Enfin, si vous faites appel à un service spécialisé comme une société de réclamation ou un avocat, une procuration écrite sera exigée. Ces sociétés prennent généralement une commission de 25 à 35 % sur l’indemnisation obtenue. Elles peuvent être utiles pour les passagers peu à l’aise avec les démarches administratives, mais la procédure reste tout à fait réalisable seul.

Recours et délais : ce qu’il faut savoir avant d’agir

Le temps joue contre les passagers qui tardent à agir. En France, le délai de prescription pour réclamer une indemnisation suite à un vol annulé est de 3 ans à compter de la date du vol. Passé ce délai, toute action devient irrecevable, quelle que soit la solidité du dossier.

La saisine de la DGAC est gratuite et accessible en ligne via le formulaire disponible sur le site service-public.fr. Cet organisme instruit les plaintes et peut mettre en demeure EasyJet de respecter ses obligations. Son intervention n’aboutit pas toujours à un versement direct, mais elle renforce considérablement la position du passager.

Si les voies amiables échouent, le recours judiciaire reste ouvert. Pour des montants inférieurs à 5 000 euros, le tribunal de proximité est compétent, sans obligation de représentation par un avocat. La procédure simplifiée permet de déposer une requête en ligne. Les juridictions françaises ont rendu de nombreuses décisions favorables aux passagers ces dernières années, y compris contre EasyJet.

Des associations de consommateurs comme UFC-Que Choisir ou le Centre Européen des Consommateurs (ECC France) peuvent accompagner les passagers dans leurs démarches, notamment pour les litiges transfrontaliers. L’ECC France est particulièrement utile lorsque la compagnie est enregistrée dans un autre pays européen. Seul un professionnel du droit peut toutefois fournir un conseil juridique personnalisé adapté à votre situation spécifique.

Retours d’expérience : ce que les passagers apprennent à leurs dépens

Les témoignages de passagers ayant obtenu gain de cause face à EasyJet convergent sur plusieurs points. Le premier : ne jamais accepter un bon d’achat sans avoir vérifié ses droits à une indemnisation en espèces. La compagnie propose parfois des vouchers comme alternative, mais le règlement CE 261/2004 garantit une compensation en argent. Accepter un bon d’achat sans réserve peut valoir renonciation à l’indemnisation légale.

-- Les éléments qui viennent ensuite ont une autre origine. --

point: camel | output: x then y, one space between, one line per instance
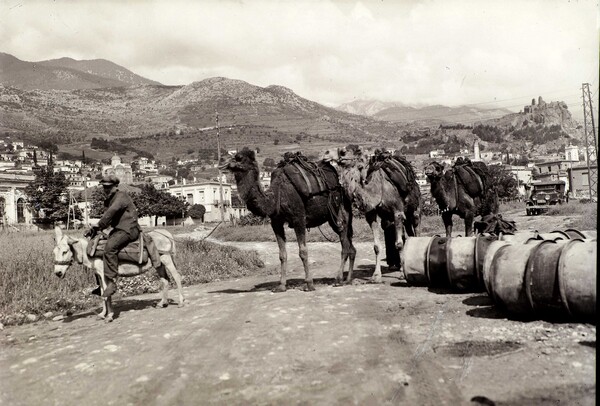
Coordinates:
455 196
69 249
386 205
283 203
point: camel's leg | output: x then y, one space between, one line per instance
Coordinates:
168 262
447 219
348 254
280 235
303 252
375 224
469 217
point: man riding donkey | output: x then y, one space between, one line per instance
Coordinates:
121 214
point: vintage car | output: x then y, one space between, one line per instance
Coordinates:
543 195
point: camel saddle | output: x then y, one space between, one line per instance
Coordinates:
471 175
309 178
397 170
136 252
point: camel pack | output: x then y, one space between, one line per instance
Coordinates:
472 175
136 252
396 168
309 178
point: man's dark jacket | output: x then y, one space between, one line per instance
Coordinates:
121 213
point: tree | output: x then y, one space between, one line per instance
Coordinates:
269 163
197 211
48 196
506 185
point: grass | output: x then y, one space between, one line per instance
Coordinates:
28 285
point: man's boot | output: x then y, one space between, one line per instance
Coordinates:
111 288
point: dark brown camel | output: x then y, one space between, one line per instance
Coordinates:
283 203
465 197
386 205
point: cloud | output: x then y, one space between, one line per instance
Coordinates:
436 52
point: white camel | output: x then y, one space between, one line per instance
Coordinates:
69 250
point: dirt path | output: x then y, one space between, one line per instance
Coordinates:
236 343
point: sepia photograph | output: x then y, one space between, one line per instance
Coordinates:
310 202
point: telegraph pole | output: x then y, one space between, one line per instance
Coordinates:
222 202
591 143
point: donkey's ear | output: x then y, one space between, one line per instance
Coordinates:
57 233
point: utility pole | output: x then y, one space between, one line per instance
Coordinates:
591 143
222 202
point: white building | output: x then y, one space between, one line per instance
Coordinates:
121 170
207 193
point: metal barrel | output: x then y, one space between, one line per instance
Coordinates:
461 264
577 276
435 269
414 260
541 280
507 276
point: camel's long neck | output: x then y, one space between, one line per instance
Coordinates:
252 193
443 190
368 194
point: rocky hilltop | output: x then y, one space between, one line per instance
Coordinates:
542 112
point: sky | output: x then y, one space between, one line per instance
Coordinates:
450 52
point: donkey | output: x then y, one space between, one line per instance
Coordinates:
69 249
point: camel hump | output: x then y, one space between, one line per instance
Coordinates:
400 172
471 179
310 178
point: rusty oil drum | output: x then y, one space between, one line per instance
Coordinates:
461 263
541 280
577 277
505 274
414 260
435 268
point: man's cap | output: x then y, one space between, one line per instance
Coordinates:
109 180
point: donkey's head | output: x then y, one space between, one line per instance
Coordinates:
63 254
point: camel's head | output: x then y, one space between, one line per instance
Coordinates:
63 255
242 161
353 169
434 171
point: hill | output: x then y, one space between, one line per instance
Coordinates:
425 115
65 74
99 99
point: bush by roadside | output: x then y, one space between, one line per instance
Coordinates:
29 289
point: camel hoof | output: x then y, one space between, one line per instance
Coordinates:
309 287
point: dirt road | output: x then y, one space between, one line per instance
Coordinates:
236 343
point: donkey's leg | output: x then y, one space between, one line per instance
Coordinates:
375 223
279 231
99 268
167 260
110 313
303 252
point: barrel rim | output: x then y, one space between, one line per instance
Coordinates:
581 235
529 271
561 278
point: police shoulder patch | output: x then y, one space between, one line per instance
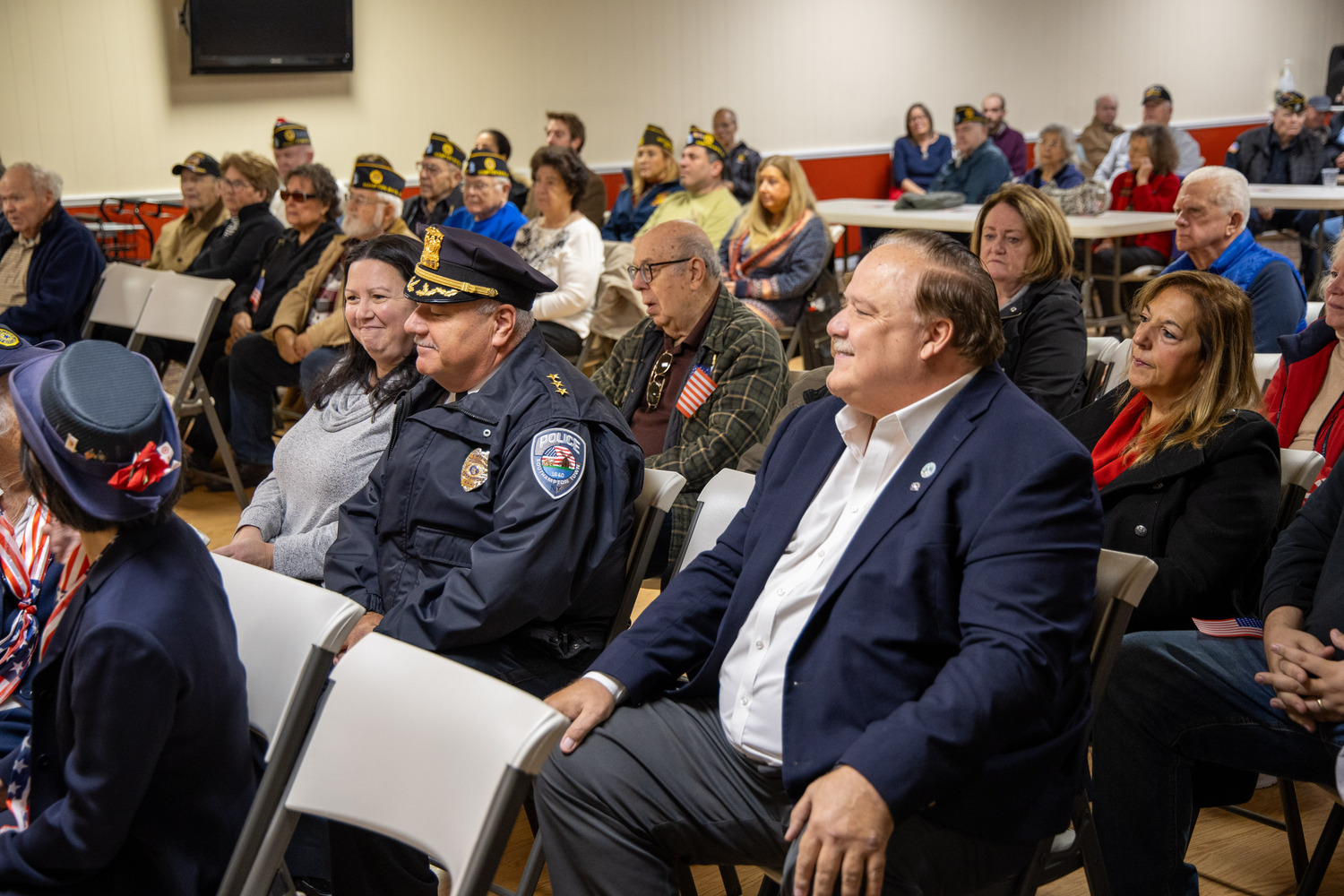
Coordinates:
559 458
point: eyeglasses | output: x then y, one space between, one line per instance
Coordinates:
658 379
645 271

Le deuxième enseignement : la persistance paie. Beaucoup de premières réponses d’EasyJet invoquent des circonstances extraordinaires de manière générique, sans en apporter la preuve. Or, la charge de la preuve appartient à la compagnie, pas au passager. Contester cette réponse par écrit, en demandant les justificatifs précis, conduit fréquemment à une révision de position.

Troisième point souvent négligé : les vols en correspondance. Si un vol annulé entraîne la perte d’une correspondance réservée sur le même billet, l’indemnisation se calcule sur la distance totale du trajet. Un Paris-New York via Londres peut ainsi ouvrir droit à 600 euros même si le vol annulé ne couvrait que le tronçon Paris-Londres.

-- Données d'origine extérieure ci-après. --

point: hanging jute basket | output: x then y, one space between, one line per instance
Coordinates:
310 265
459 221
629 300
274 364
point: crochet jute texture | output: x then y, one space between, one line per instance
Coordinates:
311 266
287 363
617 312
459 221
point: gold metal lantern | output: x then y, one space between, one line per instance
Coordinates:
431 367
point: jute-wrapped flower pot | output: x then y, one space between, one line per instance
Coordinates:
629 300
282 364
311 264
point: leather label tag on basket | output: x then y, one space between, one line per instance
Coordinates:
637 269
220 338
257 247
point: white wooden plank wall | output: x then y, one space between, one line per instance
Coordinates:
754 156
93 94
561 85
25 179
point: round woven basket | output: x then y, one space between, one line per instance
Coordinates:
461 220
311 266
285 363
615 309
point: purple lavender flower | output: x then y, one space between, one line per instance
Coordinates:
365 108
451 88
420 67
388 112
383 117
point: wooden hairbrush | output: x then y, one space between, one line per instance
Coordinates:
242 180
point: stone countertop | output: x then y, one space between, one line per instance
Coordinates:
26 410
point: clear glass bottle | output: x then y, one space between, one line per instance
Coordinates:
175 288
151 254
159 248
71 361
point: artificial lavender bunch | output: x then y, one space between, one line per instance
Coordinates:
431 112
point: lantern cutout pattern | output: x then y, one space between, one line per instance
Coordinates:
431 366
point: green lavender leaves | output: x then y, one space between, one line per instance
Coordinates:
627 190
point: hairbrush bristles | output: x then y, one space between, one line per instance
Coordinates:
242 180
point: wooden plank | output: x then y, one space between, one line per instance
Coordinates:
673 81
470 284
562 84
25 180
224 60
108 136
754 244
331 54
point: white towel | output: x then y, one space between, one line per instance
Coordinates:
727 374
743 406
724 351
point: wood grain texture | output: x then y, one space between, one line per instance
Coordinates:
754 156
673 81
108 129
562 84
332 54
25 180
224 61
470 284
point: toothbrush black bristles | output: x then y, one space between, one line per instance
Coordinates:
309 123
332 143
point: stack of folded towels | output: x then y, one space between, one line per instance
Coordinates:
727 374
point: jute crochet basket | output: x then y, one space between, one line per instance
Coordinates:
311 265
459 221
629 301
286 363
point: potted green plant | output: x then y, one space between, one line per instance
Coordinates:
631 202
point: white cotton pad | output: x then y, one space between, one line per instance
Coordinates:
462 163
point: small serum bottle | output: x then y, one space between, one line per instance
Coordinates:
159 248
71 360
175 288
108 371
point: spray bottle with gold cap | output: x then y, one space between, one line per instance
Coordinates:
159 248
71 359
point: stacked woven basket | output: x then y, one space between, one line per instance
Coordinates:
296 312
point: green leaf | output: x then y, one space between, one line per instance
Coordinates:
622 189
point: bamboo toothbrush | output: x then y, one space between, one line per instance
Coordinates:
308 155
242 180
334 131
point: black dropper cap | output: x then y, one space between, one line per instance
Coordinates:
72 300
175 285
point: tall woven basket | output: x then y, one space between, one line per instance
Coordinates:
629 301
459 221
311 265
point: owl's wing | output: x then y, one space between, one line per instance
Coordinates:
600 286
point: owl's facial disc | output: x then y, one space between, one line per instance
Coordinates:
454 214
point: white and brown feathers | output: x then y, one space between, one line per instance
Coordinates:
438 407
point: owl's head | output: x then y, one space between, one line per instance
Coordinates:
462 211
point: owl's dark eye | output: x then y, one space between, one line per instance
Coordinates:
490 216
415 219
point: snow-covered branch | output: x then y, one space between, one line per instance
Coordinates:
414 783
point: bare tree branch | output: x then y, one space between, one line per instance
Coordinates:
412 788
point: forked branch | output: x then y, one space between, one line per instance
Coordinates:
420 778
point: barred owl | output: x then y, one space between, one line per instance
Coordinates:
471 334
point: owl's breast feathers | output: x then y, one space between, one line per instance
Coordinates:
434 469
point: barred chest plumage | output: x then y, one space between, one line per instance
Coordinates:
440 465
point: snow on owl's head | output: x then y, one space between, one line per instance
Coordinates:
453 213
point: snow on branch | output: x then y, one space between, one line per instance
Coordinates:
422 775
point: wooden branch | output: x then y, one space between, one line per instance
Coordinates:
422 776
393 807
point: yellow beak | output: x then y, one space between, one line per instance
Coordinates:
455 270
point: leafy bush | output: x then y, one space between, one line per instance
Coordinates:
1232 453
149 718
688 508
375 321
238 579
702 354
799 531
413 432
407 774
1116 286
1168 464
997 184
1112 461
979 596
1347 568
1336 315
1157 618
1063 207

Les passagers voyageant en groupe ont intérêt à désigner un représentant unique pour centraliser la demande. EasyJet traite les dossiers par numéro de réservation, et une demande groupée bien structurée est traitée plus rapidement qu’une série de réclamations individuelles envoyées séparément. Chaque passager reste néanmoins titulaire de son propre droit à indemnisation, indépendamment des autres membres du groupe.